Key GAO findings and examples of duplication, mismanagement and waste:

•    Dangerous lack of coordination regarding defenses against biological terror threats.  At least five departments, eight agencies and more than two dozen presidential appointees oversee $6.48 billion related to bioterrorism.  GAO writes: “There is no national plan to coordinate federal, state, and local efforts following a bioterror attack, and the United States lacks the technical and operational capabilities required for an adequate response.”

•    $1 trillion for special tax benefits, many of which are redundant.   GAO writes: “For fiscal year 2009, the U.S. Department of the Treasury listed a total of 173 tax expenditures, some of which were the same magnitude or larger than related federal spending for some mission areas.”

•    Financial literacy education offered by a government with a $14 trillion debt.  Twenty agencies operate 56 programs dedicated to financial literacy but GAO and agencies can’t estimate what they cost.   

•    Economic development programs with little evidence of economic development.  The federal government runs 80 economic development programs across 4 agencies at a cost of $6.5 billion.  

•    Highways programs have not been rebooted since 1956.  The Department of Transportation (DOT) spends $58 billion on 100 separate programs run by five DOT agencies with 6,000 employees.  GAO says the programs have “not evolved to reflect current priorities in transportation planning.”

•    Special treatment for catfish.  GAO found that the Farm Bill assigned the United States Department of Agriculture responsibility for monitoring catfish, thus splitting seafood oversight between USDA and FDA.  Fifteen federal agencies administer more than 30 food related laws.
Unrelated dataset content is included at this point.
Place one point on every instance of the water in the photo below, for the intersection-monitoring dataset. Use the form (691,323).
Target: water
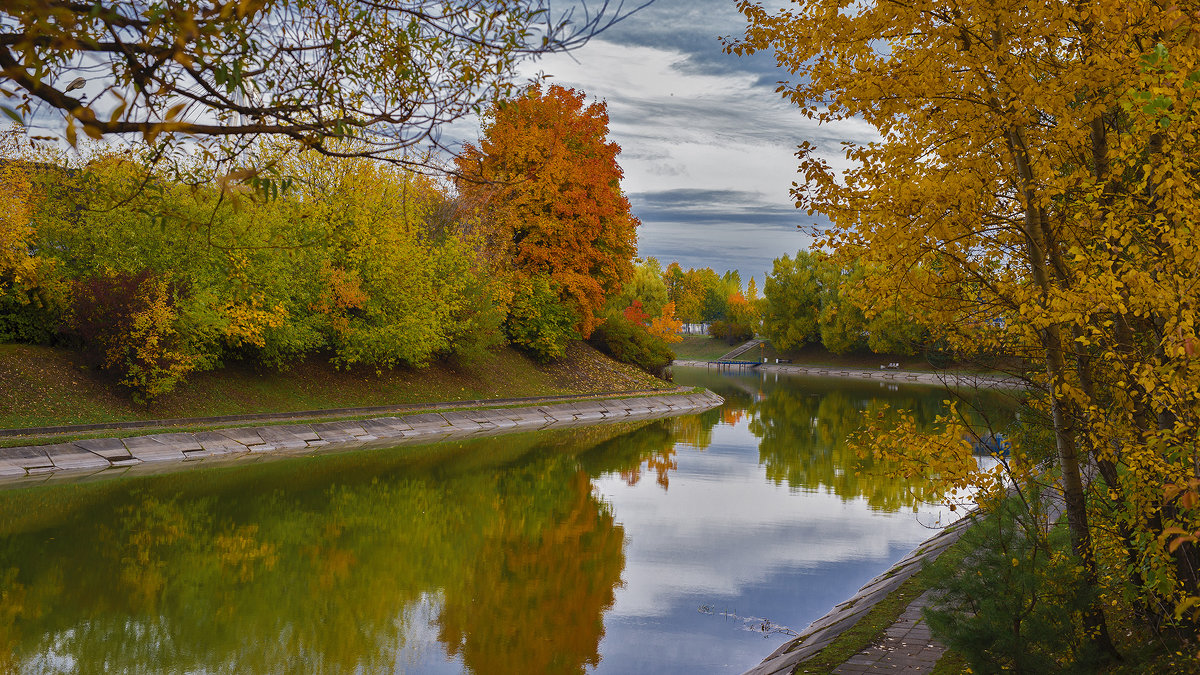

•    Senseless duplication among military branches.  GAO found that the military wastes untold billions on duplication and overlap.  For instance, Army and Air Force transportable base equipment, which includes mobile housing and dining facilities, could be used by both service, but are not.

This report is the first of what will be an annual report from the GAO on duplication.  Specifically, the amendment Dr. Coburn attached to last year’s debt limit vote (S. AMDT. 3303 Division I to H.J. RES. 45) “directs the Government Accountability Office to annually identify federal programs, agencies, offices, and initiatives with duplicative goals and activities, to estimate the cost of such duplication, and to make recommendations to Congress for consolidation and elimination of such duplication.”